Science

This Dumb Phone Only Takes Phone Calls. It's Genius.

The Light Phone is the dumbest of dumb phones, which is a good thing.

www.thelightphone.com

Every day when I leave my apartment I have to remember three essential things to bring with me: my wallet, my keys, and my phone. The first two are rote essentials. Yet that glorious palm-sized computer is my steady-drip dose of modernity. I’m anxious waiting for texts, and I’m anxious if I don’t get any texts. I need to check Twitter, then Facebook, then Instagram, then Twitter again. The smartphone is my fix, but it's also my rut.

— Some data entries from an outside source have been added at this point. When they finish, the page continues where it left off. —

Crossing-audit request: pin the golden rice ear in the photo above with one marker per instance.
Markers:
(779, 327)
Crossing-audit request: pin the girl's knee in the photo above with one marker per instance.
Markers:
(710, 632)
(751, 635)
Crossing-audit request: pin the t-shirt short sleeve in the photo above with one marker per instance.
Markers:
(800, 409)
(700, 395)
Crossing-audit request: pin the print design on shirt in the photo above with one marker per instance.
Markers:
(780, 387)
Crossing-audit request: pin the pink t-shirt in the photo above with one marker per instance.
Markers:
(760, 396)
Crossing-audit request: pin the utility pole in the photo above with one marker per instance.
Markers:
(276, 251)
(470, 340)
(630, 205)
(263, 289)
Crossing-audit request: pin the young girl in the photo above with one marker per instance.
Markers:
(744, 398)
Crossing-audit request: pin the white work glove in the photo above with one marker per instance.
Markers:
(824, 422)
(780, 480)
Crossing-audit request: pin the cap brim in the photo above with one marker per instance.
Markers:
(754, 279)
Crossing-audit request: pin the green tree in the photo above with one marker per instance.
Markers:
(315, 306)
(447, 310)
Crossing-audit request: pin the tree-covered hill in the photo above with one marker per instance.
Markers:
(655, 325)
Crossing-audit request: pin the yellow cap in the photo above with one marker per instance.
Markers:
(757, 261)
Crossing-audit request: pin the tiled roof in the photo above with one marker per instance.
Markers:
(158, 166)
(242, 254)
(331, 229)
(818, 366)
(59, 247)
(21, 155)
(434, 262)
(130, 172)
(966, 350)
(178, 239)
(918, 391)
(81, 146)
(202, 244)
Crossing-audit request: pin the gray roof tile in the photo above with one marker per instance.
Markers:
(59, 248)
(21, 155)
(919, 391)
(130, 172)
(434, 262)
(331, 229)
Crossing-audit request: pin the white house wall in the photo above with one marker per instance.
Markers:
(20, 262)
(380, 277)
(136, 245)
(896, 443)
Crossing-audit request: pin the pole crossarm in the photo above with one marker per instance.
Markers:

Someone is figuring out how to kick the apps while staying connected to the very basic element of having a mobile device, essentially prying the phone back from the prefix “smart.” The Light Phone, a crowdsourced project that met its $200,000 Kickstarter goal in just eight days, is a credit card-sized phone that only makes and receives calls. Its dumbed-down tech is meant to be used as little as possible. Donate $100 or to their campaign and you’ll get one of the first incarnations. No notifications, no cameras, no Google, no texts, no birds getting angry, no candy getting crushed.

It is the dumbest mobile phone in years.

According to Kaiwai Tang, who co-founded the project with another designer named Joe Hollier, the tech is meant to complement rather than replace your current gadgets. “We're not saying people shouldn't use smartphones at all," says Tang. “We're just saying that for certain moments — like taking your kid to the park, having dinner with your wife — those moments we don't really need notifications from Twitter or Facebook or anything else."

The phone links to your smartphone via an app to forward incoming calls. To call out you have to … actually … push … numbered … buttons. Slip it in your pocket or wallet and forget it until somebody calls. The battery should last all of 20 days.

Refreshingly, this is a device meant to divert your attention away from tech, and not in a kitschy way that harks to allegedly simpler times. It’s simple, contemporary tech that allows people to move at their own pace. But why stop here? Break up the smart phone. Hail be to scattered tech tools: calculators that only calculate, GPSs that give only basic directions, cameras that don’t include their own processing software. The dumber your tech, after all, the craftier its user has to be.